Stratospheric Pricing

ROCKWELL INTERNATIONAL and Israel Aircraft Industries Ltd. have agreed to settle U.S. government charges that the two companies, in unrelated incidents, improperly inflated the costs of Pentagon billings.

Rockwell International will pay $27 million to settle allegations that it knowingly failed to provide the United States with timely and accurate information on multi-billion dollar contracts to develop the B1-B bomber.

Federal officials alleged Rockwell failed to tell the government about or to pass on cost reductions. Rockwell, based in Seal Beach, California, was awarded two defense contracts totaling $4.4 billion in 1982.

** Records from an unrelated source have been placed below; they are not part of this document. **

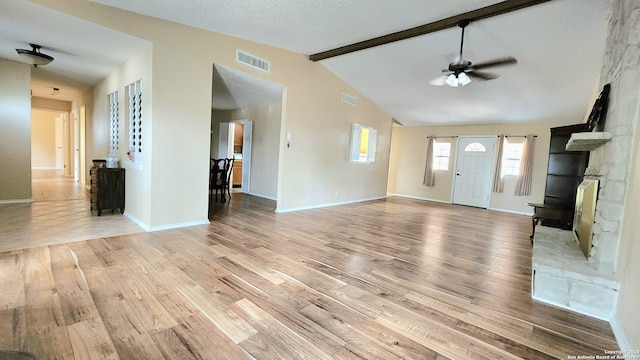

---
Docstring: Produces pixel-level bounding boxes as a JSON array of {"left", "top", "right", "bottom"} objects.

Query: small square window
[
  {"left": 433, "top": 142, "right": 451, "bottom": 170},
  {"left": 349, "top": 124, "right": 378, "bottom": 163}
]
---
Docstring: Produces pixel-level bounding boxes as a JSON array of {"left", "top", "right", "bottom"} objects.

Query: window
[
  {"left": 349, "top": 123, "right": 378, "bottom": 163},
  {"left": 127, "top": 80, "right": 142, "bottom": 164},
  {"left": 108, "top": 91, "right": 119, "bottom": 156},
  {"left": 433, "top": 142, "right": 451, "bottom": 170},
  {"left": 502, "top": 142, "right": 524, "bottom": 176},
  {"left": 464, "top": 143, "right": 487, "bottom": 152}
]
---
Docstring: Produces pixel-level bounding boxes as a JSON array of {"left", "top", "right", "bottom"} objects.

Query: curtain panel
[
  {"left": 422, "top": 136, "right": 436, "bottom": 186},
  {"left": 492, "top": 134, "right": 505, "bottom": 193},
  {"left": 513, "top": 134, "right": 535, "bottom": 196}
]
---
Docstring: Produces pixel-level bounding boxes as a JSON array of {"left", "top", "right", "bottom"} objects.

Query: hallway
[{"left": 0, "top": 170, "right": 144, "bottom": 251}]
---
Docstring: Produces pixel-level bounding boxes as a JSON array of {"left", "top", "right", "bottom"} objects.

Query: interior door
[
  {"left": 453, "top": 137, "right": 496, "bottom": 208},
  {"left": 55, "top": 115, "right": 64, "bottom": 170},
  {"left": 242, "top": 120, "right": 253, "bottom": 193}
]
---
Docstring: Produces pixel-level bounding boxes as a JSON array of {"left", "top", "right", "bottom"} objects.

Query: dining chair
[{"left": 209, "top": 159, "right": 229, "bottom": 203}]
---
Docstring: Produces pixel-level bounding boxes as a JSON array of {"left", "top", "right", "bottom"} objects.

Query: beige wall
[
  {"left": 31, "top": 110, "right": 60, "bottom": 169},
  {"left": 0, "top": 59, "right": 31, "bottom": 202},
  {"left": 388, "top": 121, "right": 569, "bottom": 214},
  {"left": 92, "top": 47, "right": 153, "bottom": 227},
  {"left": 211, "top": 104, "right": 282, "bottom": 199},
  {"left": 35, "top": 0, "right": 391, "bottom": 227},
  {"left": 31, "top": 96, "right": 71, "bottom": 112}
]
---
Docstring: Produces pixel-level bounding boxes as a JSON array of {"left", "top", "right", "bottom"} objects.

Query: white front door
[{"left": 453, "top": 137, "right": 496, "bottom": 208}]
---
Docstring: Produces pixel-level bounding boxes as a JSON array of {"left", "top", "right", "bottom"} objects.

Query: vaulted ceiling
[{"left": 0, "top": 0, "right": 611, "bottom": 125}]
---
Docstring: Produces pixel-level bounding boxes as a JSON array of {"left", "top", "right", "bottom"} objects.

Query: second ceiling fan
[{"left": 429, "top": 20, "right": 518, "bottom": 87}]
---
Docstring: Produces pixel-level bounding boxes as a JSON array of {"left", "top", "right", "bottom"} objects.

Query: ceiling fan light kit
[
  {"left": 430, "top": 20, "right": 518, "bottom": 87},
  {"left": 16, "top": 44, "right": 53, "bottom": 67}
]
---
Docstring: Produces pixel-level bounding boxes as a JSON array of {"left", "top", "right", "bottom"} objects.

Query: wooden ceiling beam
[{"left": 309, "top": 0, "right": 551, "bottom": 61}]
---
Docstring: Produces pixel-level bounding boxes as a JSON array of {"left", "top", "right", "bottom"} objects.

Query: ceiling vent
[
  {"left": 236, "top": 50, "right": 271, "bottom": 72},
  {"left": 342, "top": 93, "right": 358, "bottom": 106}
]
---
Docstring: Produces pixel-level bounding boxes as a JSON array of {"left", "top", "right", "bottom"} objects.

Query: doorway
[
  {"left": 453, "top": 137, "right": 496, "bottom": 208},
  {"left": 218, "top": 119, "right": 253, "bottom": 193}
]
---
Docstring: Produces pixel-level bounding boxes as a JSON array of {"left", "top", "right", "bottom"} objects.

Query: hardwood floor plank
[
  {"left": 0, "top": 251, "right": 24, "bottom": 311},
  {"left": 153, "top": 313, "right": 249, "bottom": 360},
  {"left": 49, "top": 245, "right": 100, "bottom": 325},
  {"left": 20, "top": 247, "right": 73, "bottom": 359},
  {"left": 0, "top": 306, "right": 27, "bottom": 351},
  {"left": 234, "top": 299, "right": 331, "bottom": 359},
  {"left": 67, "top": 317, "right": 120, "bottom": 360},
  {"left": 0, "top": 193, "right": 618, "bottom": 360}
]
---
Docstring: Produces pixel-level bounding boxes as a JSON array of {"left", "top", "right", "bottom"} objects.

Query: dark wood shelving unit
[{"left": 528, "top": 123, "right": 589, "bottom": 239}]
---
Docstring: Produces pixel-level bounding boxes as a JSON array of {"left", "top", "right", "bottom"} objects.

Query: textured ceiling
[
  {"left": 87, "top": 0, "right": 610, "bottom": 125},
  {"left": 0, "top": 0, "right": 611, "bottom": 125},
  {"left": 0, "top": 0, "right": 148, "bottom": 100}
]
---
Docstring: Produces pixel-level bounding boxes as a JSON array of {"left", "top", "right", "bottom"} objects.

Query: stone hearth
[{"left": 531, "top": 226, "right": 619, "bottom": 320}]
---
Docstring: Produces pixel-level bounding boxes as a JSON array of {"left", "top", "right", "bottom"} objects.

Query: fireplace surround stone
[{"left": 531, "top": 226, "right": 619, "bottom": 321}]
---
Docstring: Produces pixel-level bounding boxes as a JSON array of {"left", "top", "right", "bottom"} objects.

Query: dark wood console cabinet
[{"left": 89, "top": 167, "right": 125, "bottom": 216}]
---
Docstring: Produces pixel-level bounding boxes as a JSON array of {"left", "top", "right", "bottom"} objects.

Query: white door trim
[{"left": 451, "top": 135, "right": 497, "bottom": 208}]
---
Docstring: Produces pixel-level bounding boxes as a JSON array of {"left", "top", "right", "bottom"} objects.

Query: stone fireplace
[{"left": 531, "top": 173, "right": 619, "bottom": 320}]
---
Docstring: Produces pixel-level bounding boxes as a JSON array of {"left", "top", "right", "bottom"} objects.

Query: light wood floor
[
  {"left": 0, "top": 170, "right": 144, "bottom": 252},
  {"left": 0, "top": 183, "right": 617, "bottom": 360}
]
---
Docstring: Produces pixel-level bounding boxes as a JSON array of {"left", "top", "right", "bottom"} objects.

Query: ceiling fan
[{"left": 429, "top": 20, "right": 518, "bottom": 87}]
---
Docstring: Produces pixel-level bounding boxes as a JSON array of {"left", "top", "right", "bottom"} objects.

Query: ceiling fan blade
[
  {"left": 429, "top": 75, "right": 449, "bottom": 86},
  {"left": 466, "top": 71, "right": 500, "bottom": 80},
  {"left": 470, "top": 56, "right": 518, "bottom": 70}
]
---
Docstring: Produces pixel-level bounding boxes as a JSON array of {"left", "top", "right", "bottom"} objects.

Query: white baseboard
[
  {"left": 123, "top": 210, "right": 150, "bottom": 232},
  {"left": 275, "top": 196, "right": 386, "bottom": 214},
  {"left": 124, "top": 211, "right": 209, "bottom": 232},
  {"left": 147, "top": 219, "right": 210, "bottom": 232},
  {"left": 610, "top": 315, "right": 638, "bottom": 354},
  {"left": 387, "top": 193, "right": 451, "bottom": 204},
  {"left": 487, "top": 208, "right": 533, "bottom": 216},
  {"left": 244, "top": 192, "right": 278, "bottom": 201},
  {"left": 0, "top": 199, "right": 33, "bottom": 204}
]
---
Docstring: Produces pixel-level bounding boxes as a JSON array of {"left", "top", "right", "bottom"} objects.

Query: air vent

Justice Department Civil Division Chief Frank Hunger says Justice reached the agreement, "which corrects long standing inequities in the prices charged by Rockwell," in June 1995, after informing the corporation of its potential liability under the False Claims Act.

"We are pleased that the matter is finally resolved," Rockwell's Vice President-Law John Stocker says in a brief company release that disputes the government's charges.

In a separate incident, Israel Aircraft Industries Ltd. (IAI) will pay the U.S. government $8.5 million in a July 1995 settlement of allegations that the firm knowingly submitted false cost data for contracts to maintain and provide support for U.S. Navy-leased Israeli Kfir aircraft.

Frank Hunger says the government claims were based on audits of mid-1980s "Aggressor I" and "Aggressor II" aircraft contracts worth $155 million. IAI did not return calls from the Multinational Monitor.